MARY I, Queen of England (1553-1558). Document signed ('Marye the quene'), a Proclamation addressed to the Mayor and Inhabitants of West Chester, Kenninghall, in Norfolk 'the xiith of Julie the first yere of o[u]r Reigne' , signed at the head, 25 lines written in brown ink in a secretary hand, one page, 420 x 310mm, integral address panel, docketed by the recipient on verso 'Recevyd the vxiith daye of Jullye & proclamyd ye same daye', and 2 annotations in a different hand, traces of seal (weak in folds, slightly frayed at right edge, dust-stained, repaired and silked on verso).
A HIGHLY IMPORTANT DOCUMENT, a dramatic call to arms signed six days after the death of King Edward VI, in response to the conspiracy to put Lady Jane Grey on the throne.
'It is come to O[u]r knowledge that John Dudley calling himself Duke of Northumberland like a moste horrible traytor to God and us & o[u]r Realme w[i]th a fewe other his complice hath moste trayterouslie proclaymed one Ladye Jane daughter to the Duke of Suf[fol]k for quene of O[u]r said Realme w[hi]ch he hath married to one Guildford his sonne whom he entendeth to make King contrarie to the Lawes of God and nature and this Realme'.

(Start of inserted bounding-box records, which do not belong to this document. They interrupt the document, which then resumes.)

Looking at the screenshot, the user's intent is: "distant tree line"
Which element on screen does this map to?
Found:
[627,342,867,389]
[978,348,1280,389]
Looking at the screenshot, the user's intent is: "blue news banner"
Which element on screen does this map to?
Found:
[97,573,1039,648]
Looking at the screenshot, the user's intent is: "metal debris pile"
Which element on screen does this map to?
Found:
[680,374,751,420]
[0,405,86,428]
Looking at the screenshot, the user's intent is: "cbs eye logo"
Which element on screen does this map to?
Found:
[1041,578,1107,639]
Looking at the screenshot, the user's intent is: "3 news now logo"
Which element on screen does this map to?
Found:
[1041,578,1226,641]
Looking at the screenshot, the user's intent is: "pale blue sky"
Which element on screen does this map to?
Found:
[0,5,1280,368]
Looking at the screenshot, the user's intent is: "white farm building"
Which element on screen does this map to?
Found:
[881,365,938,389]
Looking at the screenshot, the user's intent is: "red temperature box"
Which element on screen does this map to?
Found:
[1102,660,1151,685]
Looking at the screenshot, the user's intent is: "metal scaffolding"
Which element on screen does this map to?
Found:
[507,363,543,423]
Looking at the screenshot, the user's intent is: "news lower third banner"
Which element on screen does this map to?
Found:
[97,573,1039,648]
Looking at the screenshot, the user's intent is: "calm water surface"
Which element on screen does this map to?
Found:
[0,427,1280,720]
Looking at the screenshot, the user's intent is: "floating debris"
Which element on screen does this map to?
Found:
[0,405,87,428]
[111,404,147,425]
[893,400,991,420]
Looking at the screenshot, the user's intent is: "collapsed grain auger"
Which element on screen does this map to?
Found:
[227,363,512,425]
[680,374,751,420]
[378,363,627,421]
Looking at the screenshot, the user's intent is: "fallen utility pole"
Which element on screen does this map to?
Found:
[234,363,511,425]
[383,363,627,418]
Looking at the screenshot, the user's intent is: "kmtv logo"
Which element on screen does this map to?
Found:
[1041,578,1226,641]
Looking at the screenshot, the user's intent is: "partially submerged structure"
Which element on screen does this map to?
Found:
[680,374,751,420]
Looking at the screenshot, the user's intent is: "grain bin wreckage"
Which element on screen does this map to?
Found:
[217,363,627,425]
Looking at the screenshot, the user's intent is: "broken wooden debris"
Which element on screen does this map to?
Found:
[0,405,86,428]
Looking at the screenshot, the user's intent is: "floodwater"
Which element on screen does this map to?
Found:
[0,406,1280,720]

The Queen commands her addressees 'to raise and arme yo[u]rself and all the power and force that ye can make and therew[i]th in all haste possible to repaire unto us o[u]r man[o]r of Kenninghall or els where in o[u]r said countie of Norf[ol]k for the defence and suertie of o[u]r said p[e]rsone Roiall wh[ic]h by Goddes helpe you shall p[e]rsonallie there fynde contrarie to the brute & false surmyses spread by the said Dudley and his complices of our fleing the Lande'.
On Henry VIII's death Mary became, for the second time, heir to the throne, the terms of the succession having been laid down by Henry in parliament in the Act of Succession of 1543. When the death of the childless Edward VI appeared imminent, the infamous plot to exclude her was hatched by John Dudley, Duke of Northumberland. In January 1553 Edward, his health failing, had drawn up a 'devise' excluding his sisters from succession in favour of the descendants of his father's sister, Mary, by her marriage to the Duke of Suffolk. Northumberland swiftly swiftly strengthened his hand by the marriage of his son, Guildford Dudley, to the Lady Jane Grey, one her descendants.
The attempted coup d'état took place immediately on the King's death. On 9 July Jane was taken before the Council and her accession was announced the next day when despatches were signed by her as Queen for the notification of foreign courts. On the same day Mary who had, prudently, not attended Edward's deathbed and withdrawn to Kenninghall in Norfolk where her supporters were strong, wrote to the Council as Edward's lawful successor and on proclaimed herself Queen. Nonetheless twenty-one councillors replied that the Lady Jane Grey was the lawful queen, and on 12 July the crown jewels were surrendered to her.
By defiantly issuing her own proclamation and on 12 July sending out letters, including the present document, in condemnation of Northumberland and commanding her loyal subjects to join her in Norfolk, Mary out-faced the conspirators. The royal warships on the East coast declared for her, and Northumberland's troops deserted as he moved into East Anglia. He himself surrendered a week later without a fight and Mary entered London in triumph on 3 August.
Northumberland and his fellow-conspirators were executed almost at once. Lady Jane Grey (1537-1554), recorded as being of gentle character and, according to Roger Ascham, one of the most learned women of the age, was charged with treason, imprisoned in the Tower and beheaded with her husband on 12 February 1554.